Holy Dark

Clear sky at dawn
with a waxing moon,
the stark branches
of winter emptying,
letting go of the green
for descent
into the holy dark.
Releasing faith
and its tribunals
for blessed peace,
as seeds soften
in the wet ground
awaiting the fire
of our surrender.

 


 


13 Responses to “Holy Dark”

  1. Eleanor GillMilner says:

    Thanks Don… this certainly fits the season and is a metaphor for those humans who are surrendering to the peaceful dark, and we all know who they are.

  2. T Johansson says:

    Yep. And the Timeless Wheel rolls on…

  3. Gene Latimer says:

    Wow! “the fire of our surrender”…

  4. Jack says:

    Love this one Don……one of your best……

  5. Pichay says:

    Thank you, Don. When my head doesn’t clear when disturbed in the night, my feet know the Buddha Way, for they walk me to my surrender…

  6. Rich Matkins says:

    Simply beautiful…

  7. Paul Blythe says:

    Can we think of the changeless world of the present moment? What else is there really. There is the old world with its timelessness with no blame and no regrets, understanding that the Holy Spirit is contributing all that is necessary in the NOW-HERE!

  8. David Banner says:

    To me, the winter is always about descending into the fertile dark…beautiful, Don…..

  9. Bill Dare says:

    Sharing your Heart is always such a gift, Brother.

  10. thomas mcdermott says:

    greatly evocative of the season. very deep. Thanks Brother.

  11. I somehow like the line “releasing faith and all its tribunals”. How do we humans put ourselves on trial for what we perceive as less than. Time to rest for the winter and chew the fat with the “fertile dark” as David calls it. Once chewed on for the winter it may be more palatable, or even forgotten.

  12. …as seeds soften
    in the wet ground
    awaiting the fire
    of our surrender.

    We humans cannot create seeds. We can provide conditions for their germination, and both water and warmth are essential for seeds’ patience to be rewarded and destiny fulfilled. I feel your phrase, “the fire of our surrender” points precisely to how love comes in. Beautiful.

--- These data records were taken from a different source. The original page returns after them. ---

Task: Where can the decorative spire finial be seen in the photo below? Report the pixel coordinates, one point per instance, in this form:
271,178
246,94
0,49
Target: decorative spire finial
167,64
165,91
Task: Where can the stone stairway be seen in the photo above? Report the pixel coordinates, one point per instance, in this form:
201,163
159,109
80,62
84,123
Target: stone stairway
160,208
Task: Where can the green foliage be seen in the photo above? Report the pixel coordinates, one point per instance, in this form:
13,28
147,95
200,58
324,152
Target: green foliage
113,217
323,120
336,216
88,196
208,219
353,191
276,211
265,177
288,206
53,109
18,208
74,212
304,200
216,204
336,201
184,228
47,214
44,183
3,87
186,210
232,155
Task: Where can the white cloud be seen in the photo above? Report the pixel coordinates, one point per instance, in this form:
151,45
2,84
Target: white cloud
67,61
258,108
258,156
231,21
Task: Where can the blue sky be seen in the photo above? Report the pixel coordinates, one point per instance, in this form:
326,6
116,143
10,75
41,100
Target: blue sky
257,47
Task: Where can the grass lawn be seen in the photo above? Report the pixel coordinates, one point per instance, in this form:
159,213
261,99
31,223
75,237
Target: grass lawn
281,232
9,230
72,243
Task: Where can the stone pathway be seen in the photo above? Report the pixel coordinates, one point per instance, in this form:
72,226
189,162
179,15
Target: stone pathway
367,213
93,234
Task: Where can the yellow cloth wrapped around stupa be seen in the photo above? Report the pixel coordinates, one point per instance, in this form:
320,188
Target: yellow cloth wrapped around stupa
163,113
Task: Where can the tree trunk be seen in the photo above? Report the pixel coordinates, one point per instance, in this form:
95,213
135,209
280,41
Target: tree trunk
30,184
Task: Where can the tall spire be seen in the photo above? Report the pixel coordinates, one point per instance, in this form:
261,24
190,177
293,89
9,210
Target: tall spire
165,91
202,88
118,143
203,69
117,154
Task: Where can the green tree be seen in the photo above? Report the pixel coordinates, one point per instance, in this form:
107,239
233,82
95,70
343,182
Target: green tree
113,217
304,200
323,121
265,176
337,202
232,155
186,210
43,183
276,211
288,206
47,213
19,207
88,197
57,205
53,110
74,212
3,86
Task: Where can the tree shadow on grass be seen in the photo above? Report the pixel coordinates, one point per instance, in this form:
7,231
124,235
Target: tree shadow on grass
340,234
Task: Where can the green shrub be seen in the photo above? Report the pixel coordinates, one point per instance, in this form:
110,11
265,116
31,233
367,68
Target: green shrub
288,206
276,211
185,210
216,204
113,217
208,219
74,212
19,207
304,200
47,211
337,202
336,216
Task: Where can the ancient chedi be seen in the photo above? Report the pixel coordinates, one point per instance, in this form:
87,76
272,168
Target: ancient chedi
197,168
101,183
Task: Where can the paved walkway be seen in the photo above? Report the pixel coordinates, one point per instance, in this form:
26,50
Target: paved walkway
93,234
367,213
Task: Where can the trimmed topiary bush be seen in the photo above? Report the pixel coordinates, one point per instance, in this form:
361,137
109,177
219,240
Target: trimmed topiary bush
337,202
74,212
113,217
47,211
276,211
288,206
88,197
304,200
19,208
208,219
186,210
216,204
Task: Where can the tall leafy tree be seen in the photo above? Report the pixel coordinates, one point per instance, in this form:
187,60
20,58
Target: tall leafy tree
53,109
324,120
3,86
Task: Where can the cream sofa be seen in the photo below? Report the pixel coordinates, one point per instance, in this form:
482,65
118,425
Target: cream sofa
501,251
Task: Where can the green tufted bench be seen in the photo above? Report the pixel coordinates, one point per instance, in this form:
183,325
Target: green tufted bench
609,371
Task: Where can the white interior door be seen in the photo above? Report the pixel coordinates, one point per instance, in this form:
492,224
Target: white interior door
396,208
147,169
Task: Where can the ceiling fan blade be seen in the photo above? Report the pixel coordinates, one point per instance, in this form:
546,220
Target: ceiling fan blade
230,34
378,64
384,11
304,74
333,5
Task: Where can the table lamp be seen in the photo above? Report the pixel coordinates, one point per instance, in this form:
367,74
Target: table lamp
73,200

  13. I loved the end of season imagery because through it you earned with a very natural rhetorical gesture the right to say, “Releasing faith/and all its tribunals,” big words and a big concept that drift to the ground along with the rest of the biomass that gets dropped in the winter. Imagery is the ONLY carrier of polemic message in poetry, a difficult lesson to learn for most poets who want to bonk the reader on the head with The Big Moral, and you have done it here with a deft hand.